Expanding the earlier example checking the health of OpenShift GitOps instances, note the use of range to check all ArgoCD instances on a cluster, along with a range on a list of label selectors to validate each Deployment verifying all components are healthy and contain the expected number of replicas.

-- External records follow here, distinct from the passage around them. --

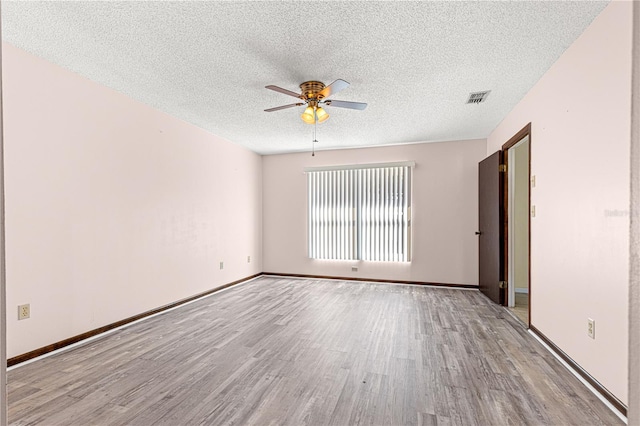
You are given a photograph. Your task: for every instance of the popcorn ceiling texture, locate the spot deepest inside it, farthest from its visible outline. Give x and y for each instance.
(207, 63)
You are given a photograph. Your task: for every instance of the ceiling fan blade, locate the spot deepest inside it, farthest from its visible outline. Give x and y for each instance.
(281, 90)
(283, 107)
(345, 104)
(333, 88)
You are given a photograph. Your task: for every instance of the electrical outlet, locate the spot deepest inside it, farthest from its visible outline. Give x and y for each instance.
(591, 328)
(24, 311)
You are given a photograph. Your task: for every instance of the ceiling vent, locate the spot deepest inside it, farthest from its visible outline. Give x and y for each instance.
(478, 97)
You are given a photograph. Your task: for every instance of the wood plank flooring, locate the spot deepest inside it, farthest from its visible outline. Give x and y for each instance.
(292, 352)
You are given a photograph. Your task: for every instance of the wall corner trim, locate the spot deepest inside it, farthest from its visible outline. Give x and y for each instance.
(604, 392)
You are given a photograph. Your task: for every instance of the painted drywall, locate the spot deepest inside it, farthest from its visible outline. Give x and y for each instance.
(444, 212)
(521, 224)
(580, 120)
(3, 293)
(113, 208)
(634, 282)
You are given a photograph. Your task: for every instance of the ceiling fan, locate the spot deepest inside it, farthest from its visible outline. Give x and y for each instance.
(314, 94)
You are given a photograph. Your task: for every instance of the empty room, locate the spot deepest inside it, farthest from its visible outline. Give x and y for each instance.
(321, 213)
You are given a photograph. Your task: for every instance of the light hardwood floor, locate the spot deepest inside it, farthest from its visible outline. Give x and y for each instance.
(291, 352)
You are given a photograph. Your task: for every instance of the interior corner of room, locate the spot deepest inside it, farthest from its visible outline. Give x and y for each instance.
(111, 217)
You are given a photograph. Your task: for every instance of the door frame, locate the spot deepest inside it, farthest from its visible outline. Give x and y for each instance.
(524, 132)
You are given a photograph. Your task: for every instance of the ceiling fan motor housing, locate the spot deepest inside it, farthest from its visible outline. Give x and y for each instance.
(311, 89)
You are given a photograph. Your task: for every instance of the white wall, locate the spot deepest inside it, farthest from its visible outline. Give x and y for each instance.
(521, 224)
(580, 115)
(113, 208)
(445, 205)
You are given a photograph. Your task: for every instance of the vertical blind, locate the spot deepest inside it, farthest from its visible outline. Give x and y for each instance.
(360, 213)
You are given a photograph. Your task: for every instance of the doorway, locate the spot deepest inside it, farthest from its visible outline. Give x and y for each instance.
(517, 155)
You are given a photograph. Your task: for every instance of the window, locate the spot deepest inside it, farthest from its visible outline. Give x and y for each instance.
(360, 212)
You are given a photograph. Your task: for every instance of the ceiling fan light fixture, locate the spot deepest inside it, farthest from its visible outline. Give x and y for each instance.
(322, 115)
(308, 116)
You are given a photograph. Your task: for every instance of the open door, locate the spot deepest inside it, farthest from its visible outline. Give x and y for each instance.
(490, 223)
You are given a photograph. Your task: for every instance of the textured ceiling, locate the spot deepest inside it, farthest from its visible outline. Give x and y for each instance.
(414, 63)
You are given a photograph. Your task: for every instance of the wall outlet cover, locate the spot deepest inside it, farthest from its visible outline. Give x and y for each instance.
(24, 311)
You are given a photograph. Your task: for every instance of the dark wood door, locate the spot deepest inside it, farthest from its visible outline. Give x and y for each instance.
(490, 223)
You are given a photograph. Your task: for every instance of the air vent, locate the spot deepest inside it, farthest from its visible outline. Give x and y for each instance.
(477, 97)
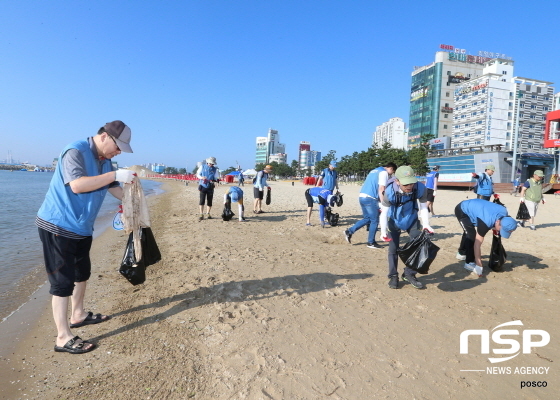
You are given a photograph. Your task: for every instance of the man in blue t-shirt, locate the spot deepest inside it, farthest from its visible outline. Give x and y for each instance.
(431, 185)
(477, 217)
(328, 179)
(370, 194)
(320, 196)
(484, 184)
(404, 201)
(82, 178)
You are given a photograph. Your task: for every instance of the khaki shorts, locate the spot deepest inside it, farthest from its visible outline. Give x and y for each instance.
(532, 207)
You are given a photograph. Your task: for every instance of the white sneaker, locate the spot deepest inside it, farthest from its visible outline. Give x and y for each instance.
(470, 266)
(478, 270)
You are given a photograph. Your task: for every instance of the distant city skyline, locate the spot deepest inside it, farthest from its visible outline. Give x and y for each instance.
(204, 78)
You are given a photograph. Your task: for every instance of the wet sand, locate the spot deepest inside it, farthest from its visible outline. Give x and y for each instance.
(272, 309)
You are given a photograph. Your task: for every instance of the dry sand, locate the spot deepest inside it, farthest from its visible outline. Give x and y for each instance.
(272, 309)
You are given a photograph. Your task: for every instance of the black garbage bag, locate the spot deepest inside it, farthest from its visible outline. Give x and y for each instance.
(523, 212)
(419, 253)
(227, 214)
(498, 255)
(339, 200)
(497, 201)
(135, 270)
(331, 217)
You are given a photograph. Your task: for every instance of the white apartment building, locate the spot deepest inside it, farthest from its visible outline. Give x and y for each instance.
(556, 105)
(280, 158)
(308, 158)
(267, 145)
(431, 92)
(486, 109)
(393, 132)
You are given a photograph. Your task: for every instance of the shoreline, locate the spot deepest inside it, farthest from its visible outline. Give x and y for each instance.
(270, 308)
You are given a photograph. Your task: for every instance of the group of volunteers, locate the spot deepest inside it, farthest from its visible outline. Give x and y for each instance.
(208, 175)
(391, 198)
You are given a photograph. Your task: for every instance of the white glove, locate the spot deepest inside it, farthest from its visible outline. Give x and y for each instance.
(124, 175)
(428, 228)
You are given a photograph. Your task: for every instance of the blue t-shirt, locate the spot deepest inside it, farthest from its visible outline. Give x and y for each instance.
(430, 178)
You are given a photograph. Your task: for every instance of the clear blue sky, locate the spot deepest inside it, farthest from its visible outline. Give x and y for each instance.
(204, 78)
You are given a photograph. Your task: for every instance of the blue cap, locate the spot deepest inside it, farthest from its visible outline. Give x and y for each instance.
(508, 226)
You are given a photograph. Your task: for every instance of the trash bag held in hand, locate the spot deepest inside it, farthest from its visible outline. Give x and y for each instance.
(498, 255)
(523, 212)
(419, 253)
(135, 270)
(227, 214)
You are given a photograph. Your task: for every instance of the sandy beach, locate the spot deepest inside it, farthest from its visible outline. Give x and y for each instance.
(272, 309)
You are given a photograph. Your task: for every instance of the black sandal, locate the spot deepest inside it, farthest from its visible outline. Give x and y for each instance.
(91, 319)
(74, 348)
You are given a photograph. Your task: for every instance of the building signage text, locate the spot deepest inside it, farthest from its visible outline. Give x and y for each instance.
(467, 58)
(417, 94)
(468, 89)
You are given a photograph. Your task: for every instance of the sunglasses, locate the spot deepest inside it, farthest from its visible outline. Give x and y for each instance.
(114, 141)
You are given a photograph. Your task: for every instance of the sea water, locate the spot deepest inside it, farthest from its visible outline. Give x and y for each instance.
(21, 255)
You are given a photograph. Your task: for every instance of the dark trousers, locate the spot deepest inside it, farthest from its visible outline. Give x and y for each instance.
(393, 257)
(466, 248)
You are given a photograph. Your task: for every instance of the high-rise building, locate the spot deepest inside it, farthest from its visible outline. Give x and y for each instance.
(266, 146)
(308, 158)
(488, 108)
(392, 132)
(280, 158)
(431, 92)
(556, 103)
(303, 146)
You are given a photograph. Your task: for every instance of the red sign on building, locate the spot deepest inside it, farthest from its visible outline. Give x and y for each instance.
(552, 130)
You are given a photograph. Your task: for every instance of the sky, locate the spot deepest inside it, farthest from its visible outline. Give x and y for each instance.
(200, 78)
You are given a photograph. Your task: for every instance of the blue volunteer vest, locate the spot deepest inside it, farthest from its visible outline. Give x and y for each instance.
(488, 212)
(404, 207)
(329, 179)
(371, 184)
(209, 173)
(316, 192)
(75, 212)
(430, 176)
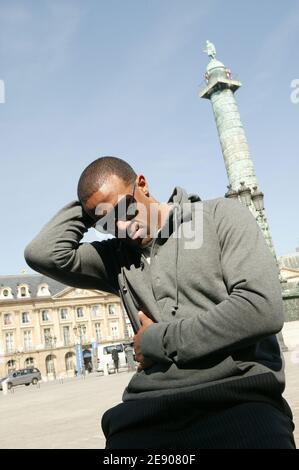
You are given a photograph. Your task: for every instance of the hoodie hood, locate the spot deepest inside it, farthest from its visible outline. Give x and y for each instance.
(180, 212)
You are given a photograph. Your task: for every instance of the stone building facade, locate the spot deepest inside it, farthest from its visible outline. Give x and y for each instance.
(42, 322)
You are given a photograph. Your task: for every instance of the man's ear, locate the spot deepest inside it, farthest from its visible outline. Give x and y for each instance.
(143, 185)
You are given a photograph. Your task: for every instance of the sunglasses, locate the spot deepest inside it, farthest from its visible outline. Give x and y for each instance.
(125, 210)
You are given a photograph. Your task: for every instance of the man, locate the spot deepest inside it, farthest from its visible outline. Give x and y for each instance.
(201, 289)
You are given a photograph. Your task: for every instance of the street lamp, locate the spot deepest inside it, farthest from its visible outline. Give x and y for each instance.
(231, 193)
(17, 356)
(258, 199)
(52, 341)
(245, 194)
(78, 330)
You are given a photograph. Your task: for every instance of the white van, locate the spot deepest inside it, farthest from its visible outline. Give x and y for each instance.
(105, 361)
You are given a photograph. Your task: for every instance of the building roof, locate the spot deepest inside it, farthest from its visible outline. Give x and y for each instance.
(33, 281)
(290, 261)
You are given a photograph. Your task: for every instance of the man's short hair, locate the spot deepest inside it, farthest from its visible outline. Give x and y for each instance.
(97, 172)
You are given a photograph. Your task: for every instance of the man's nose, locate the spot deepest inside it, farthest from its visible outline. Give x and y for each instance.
(122, 227)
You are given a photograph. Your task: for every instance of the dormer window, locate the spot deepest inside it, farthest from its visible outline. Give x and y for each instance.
(5, 293)
(43, 290)
(23, 291)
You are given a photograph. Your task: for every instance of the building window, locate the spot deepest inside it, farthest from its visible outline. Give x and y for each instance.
(47, 336)
(45, 315)
(95, 311)
(114, 330)
(111, 309)
(7, 319)
(9, 342)
(27, 340)
(50, 367)
(69, 361)
(98, 332)
(80, 312)
(23, 291)
(6, 293)
(66, 335)
(29, 362)
(25, 317)
(83, 334)
(11, 365)
(64, 313)
(43, 290)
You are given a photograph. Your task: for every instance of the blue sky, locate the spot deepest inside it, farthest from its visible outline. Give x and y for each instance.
(121, 77)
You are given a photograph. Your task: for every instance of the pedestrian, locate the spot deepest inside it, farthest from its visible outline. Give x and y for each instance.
(129, 352)
(201, 289)
(115, 358)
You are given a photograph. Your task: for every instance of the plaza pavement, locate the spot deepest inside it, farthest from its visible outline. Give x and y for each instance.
(67, 415)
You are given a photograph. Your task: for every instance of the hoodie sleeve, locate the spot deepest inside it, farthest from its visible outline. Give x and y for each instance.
(57, 252)
(252, 309)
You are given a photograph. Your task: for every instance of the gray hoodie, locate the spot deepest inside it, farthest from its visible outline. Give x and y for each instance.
(211, 287)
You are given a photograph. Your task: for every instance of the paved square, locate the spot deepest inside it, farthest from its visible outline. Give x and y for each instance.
(67, 415)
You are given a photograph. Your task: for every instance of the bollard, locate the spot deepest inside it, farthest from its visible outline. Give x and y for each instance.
(4, 387)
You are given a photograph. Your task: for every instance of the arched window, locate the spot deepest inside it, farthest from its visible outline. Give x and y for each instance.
(6, 293)
(43, 289)
(23, 291)
(69, 361)
(11, 365)
(50, 364)
(29, 362)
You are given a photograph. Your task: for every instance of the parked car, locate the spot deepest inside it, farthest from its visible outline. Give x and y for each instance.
(30, 375)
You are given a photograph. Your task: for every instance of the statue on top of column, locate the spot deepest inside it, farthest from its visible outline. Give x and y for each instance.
(210, 49)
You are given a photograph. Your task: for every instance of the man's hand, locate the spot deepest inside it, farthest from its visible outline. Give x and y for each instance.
(144, 362)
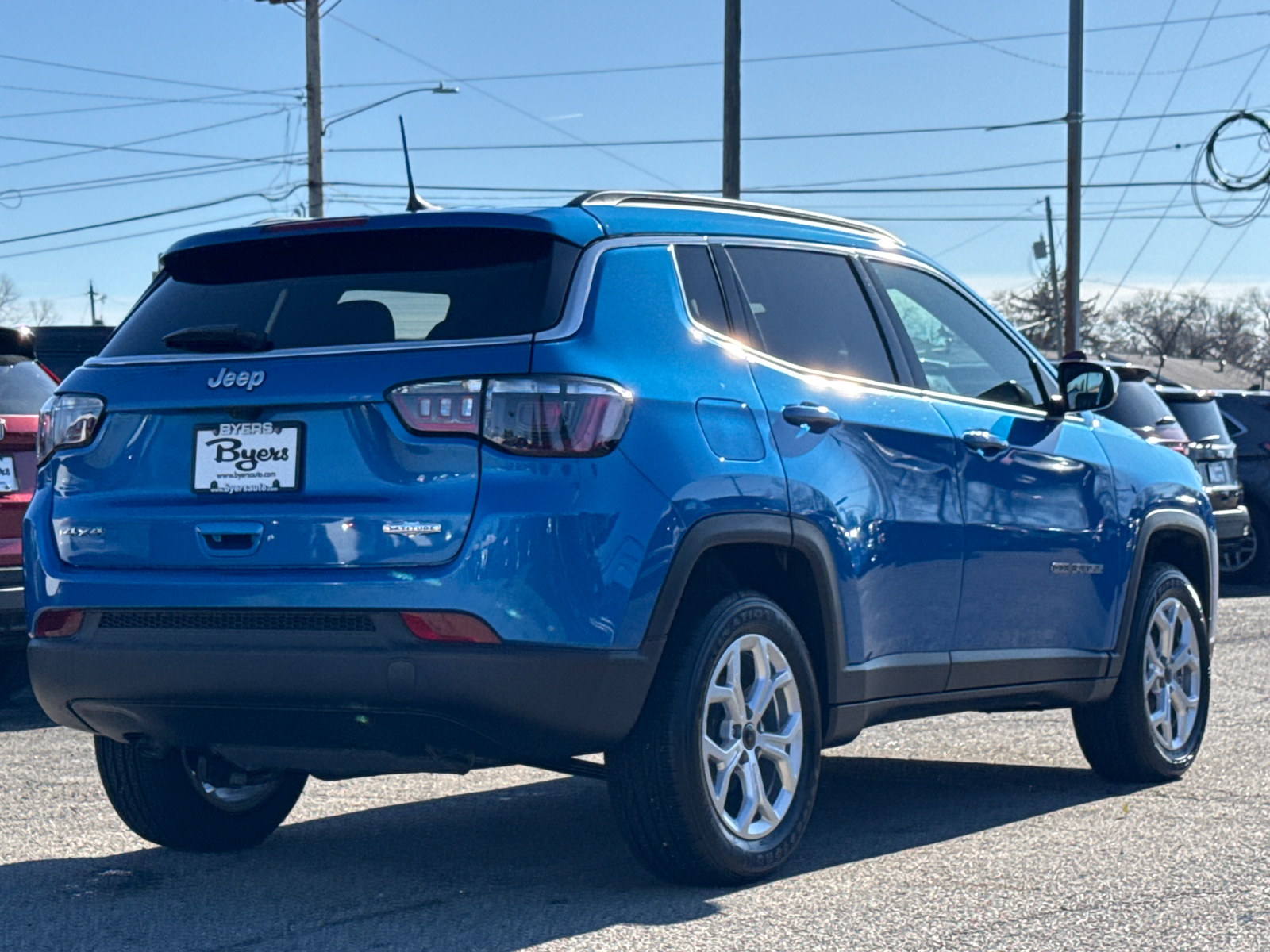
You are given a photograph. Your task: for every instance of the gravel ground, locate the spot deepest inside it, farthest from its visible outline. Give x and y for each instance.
(968, 831)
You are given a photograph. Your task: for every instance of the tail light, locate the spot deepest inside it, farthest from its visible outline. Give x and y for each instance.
(59, 622)
(452, 406)
(457, 628)
(539, 416)
(67, 420)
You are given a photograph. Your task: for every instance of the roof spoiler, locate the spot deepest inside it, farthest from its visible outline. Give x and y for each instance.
(676, 200)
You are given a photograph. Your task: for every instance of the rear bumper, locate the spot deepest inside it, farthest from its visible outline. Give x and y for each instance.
(13, 612)
(341, 704)
(1232, 524)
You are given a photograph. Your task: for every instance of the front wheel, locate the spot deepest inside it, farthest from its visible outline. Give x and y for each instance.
(194, 801)
(1153, 727)
(717, 781)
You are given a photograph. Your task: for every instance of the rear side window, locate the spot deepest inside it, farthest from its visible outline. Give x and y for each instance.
(808, 308)
(352, 289)
(1137, 405)
(1200, 419)
(702, 287)
(23, 386)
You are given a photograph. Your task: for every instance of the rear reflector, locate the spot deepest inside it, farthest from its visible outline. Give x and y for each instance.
(450, 626)
(59, 622)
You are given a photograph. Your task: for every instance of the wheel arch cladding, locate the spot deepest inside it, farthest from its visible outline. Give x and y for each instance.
(1180, 539)
(787, 560)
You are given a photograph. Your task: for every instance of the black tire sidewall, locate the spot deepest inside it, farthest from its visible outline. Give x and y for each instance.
(749, 615)
(1164, 582)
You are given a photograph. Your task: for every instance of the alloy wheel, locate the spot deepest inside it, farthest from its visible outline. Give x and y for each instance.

apiVersion: policy.open-cluster-management.io/v1
kind: ConfigurationPolicy
metadata:
 name: argocd-instance-status
spec:
 remediationAction: inform
 severity: high
 object-templates-raw: |
  ## Get all the ArgoCD instances we are checking health for  
  {{- range $argo := (lookup "argoproj.io/v1alpha1" "ArgoCD" "" "").items }}
    ## list all of the lookups for Argo deployments  
    {{- $selectors := list "app.kubernetes.io/name=argocd-applicationset-controller"
                          (printf "app.kubernetes.io/name=%s-dex-server" $argo.metadata.name)
                          (printf "app.kubernetes.io/name=%s-notifications-controller" $argo.metadata.name)
                          (printf "app.kubernetes.io/name=%s-redis" $argo.metadata.name)
                          (printf "app.kubernetes.io/name=%s-repo-server" $argo.metadata.name)
                          (printf "app.kubernetes.io/name=%s-server" $argo.metadata.name)
    }}
    
    ## ensure ArgoCD is reporting healthy 
  - complianceType: musthave
    objectDefinition:
      apiVersion: argoproj.io/v1alpha1
      kind: ArgoCD
      metadata:
        namespace: {{ $argo.metadata.namespace }}
      status:
        server: Running
        notificationsController: Running
        applicationController: Running
        applicationSetController: Running
        ssoConfig: Success
        repo: Running
        dex: Running
        phase: Available
          redis: Running

    ## ensure all deployments are healthy in each argo instance 
    {{- range $sel := $selectors }}
      {{- $dep := (lookup "apps/v1" "Deployment" $argo.metadata.namespace "" $sel).items }}
  - complianceType: musthave
    objectDefinition:
      kind: Deployment
      apiVersion: apps/v1
      metadata:
        namespace: {{ $argo.metadata.namespace }}
        labels:
          {{ $sel | replace "=" ": " }}
      status:
      {{- if gt (len $dep) 0 }}
        {{- $dp := (index $dep 0) }}
        replicas: {{ $dp.spec.replicas }}
        updatedReplicas: {{ $dp.spec.replicas }}
        readyReplicas: {{ $dp.spec.replicas }}
        availableReplicas: {{ $dp.spec.replicas }}
        conditions:
          - type: Available
            status: 'True'
      {{- end }}
    {{- end }}
    {{- end }}

 

Wrap up

In part one of this series, I outlined the use of several template functions and examples to make your templates easier to read and maintain. In part two, I looked at validating cluster health with policies and how to use the object-templates-raw to expand templates for more complex use cases.